人头被扔走,可惜这里没有狗,否则一定可以逗一逗狗。
所有人都感到合理且自然——除了白渊渟。
“他的下场如此惨,究竟是做错了什么?”
虽然是在自言自语,但朱笙笙还是能听清。
“他错在不应该欠我八万两银票。”
“他为什么会欠?”
“因为他父亲以八千两银子的价格买下了冰魄,来救他那个还没彻底断气的儿子。”
“如此破费。”
“能用银票买到的东西就都不贵。”
“那你之前又是花了多少银子买到的冰魄?”
“一枚冰魄而已……友人相送,分文未收。”
“你究竟是谁?”
“我是一个女人。”
“至少这一点我还能看的出来。”
“我也能。”梅玉书在朱笙笙的身后跟着附和。
“你是如何得知莫喻闲不会直接就把冰魄吃掉?”
“我只知道他是个蠢货。”
“蠢货没有嘴巴?”
“他的刀法需要借助冰魄施展,而他的妻子需要吞下冰魄复活。”
“可是他的刀法没有大成,他的妻子也没有复活。”
“因为他既舍不得自己放弃冰魄,也舍不得放弃他的老婆。这样的人不是蠢货那是什么?”朱笙笙在冷笑。

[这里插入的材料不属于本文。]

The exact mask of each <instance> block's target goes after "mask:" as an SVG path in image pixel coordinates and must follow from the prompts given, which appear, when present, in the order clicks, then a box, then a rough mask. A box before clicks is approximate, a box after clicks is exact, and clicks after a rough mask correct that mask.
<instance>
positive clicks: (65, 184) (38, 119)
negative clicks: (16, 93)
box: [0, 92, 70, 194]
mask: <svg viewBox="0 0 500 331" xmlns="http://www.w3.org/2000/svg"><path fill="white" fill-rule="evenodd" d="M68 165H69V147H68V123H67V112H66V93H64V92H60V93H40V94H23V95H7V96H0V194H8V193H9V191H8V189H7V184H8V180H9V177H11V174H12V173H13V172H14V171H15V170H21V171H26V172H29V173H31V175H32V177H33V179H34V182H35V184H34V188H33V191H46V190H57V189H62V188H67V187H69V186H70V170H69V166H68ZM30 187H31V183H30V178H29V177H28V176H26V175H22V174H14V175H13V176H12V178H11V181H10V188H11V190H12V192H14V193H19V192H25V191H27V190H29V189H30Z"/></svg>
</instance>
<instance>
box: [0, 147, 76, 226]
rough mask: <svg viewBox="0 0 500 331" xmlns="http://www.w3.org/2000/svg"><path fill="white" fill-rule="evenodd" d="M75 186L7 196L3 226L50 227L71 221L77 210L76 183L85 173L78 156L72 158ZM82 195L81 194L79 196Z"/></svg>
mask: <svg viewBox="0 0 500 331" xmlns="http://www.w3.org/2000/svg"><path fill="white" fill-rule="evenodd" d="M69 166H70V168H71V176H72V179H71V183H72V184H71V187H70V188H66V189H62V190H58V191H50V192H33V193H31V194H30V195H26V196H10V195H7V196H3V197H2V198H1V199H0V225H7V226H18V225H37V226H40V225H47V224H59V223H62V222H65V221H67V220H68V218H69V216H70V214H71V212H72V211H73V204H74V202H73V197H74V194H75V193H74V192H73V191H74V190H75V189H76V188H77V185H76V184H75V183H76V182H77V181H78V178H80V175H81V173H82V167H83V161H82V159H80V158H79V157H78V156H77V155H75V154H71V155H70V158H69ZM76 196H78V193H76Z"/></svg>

“因此你就可以断定,他既没有吃下冰魄,也没有给他老婆。”
“他还在犹豫,虽然已经犹豫了好几年。”
“你们说够了没有。”梅玉书不耐烦了起来。他不在乎什么冰魄,他只在乎刚刚听到耳朵里的好处。
“朱姐姐,你之前许诺给我的条件,还算不算数?”
“不算数。”
“为什么?”
“因为你没有帮我讨到债。”
“他都已经死了。”
“死人没法还债,所以我说的没错。”
“你说话不算数。”
“因为我是女人。”
“女人就可以话不算数?”
“也要分情况,比方说现在这里会有二个男人会保护我,我就可以骗你。”
梅玉书后退了一步。“你们就会欺负我。”
“你年纪最小,不欺负你欺负谁?”
“总有一天我要把你们都杀死,然后扔到山上喂狗。”
“计划虽然不错,但最好在有把握付诸行动之前不要对别人说。”
梅玉书恶狠狠的点了点头,看起来他已经把朱笙笙的话全部都记在了心里。
泥土带着他的脚步走了,再没留下一句怨言。
“其实我……”
一切告一段落,梅玉度显得很落寞。
“我不相信梅玉书乱说的话,自始至终都不相信一个字。”
“我真的……”
“我知道你的弟弟是个不折不扣的骗子,他就喜欢欺骗我们所有的人来取乐。”
片刻停留之后,梅玉度由挣扎专为平静。
“那我要不要教他改正?”
“你说的算,他是你的弟弟。”
“我之前说的话……”
朱笙笙微微一笑。“我知道,都是做戏给旁人看的。”
“谢谢你们两位。”
“不要带上我,我可什么都没有做。”白渊渟悻悻道。
“不做未必就错,出力最少的人往往收获最多。”朱笙笙接过了冰魄。“难道不是吗?”
“二位请自便吧。如果没有别的吩咐,在下要收拾一下这里了。”
朱笙笙拍了拍梅玉度的肩膀。“对了,你弟弟梅玉汝呢?”
“他已经不再是我的弟弟了。”
“那么说你是知道这个人的下落啦?”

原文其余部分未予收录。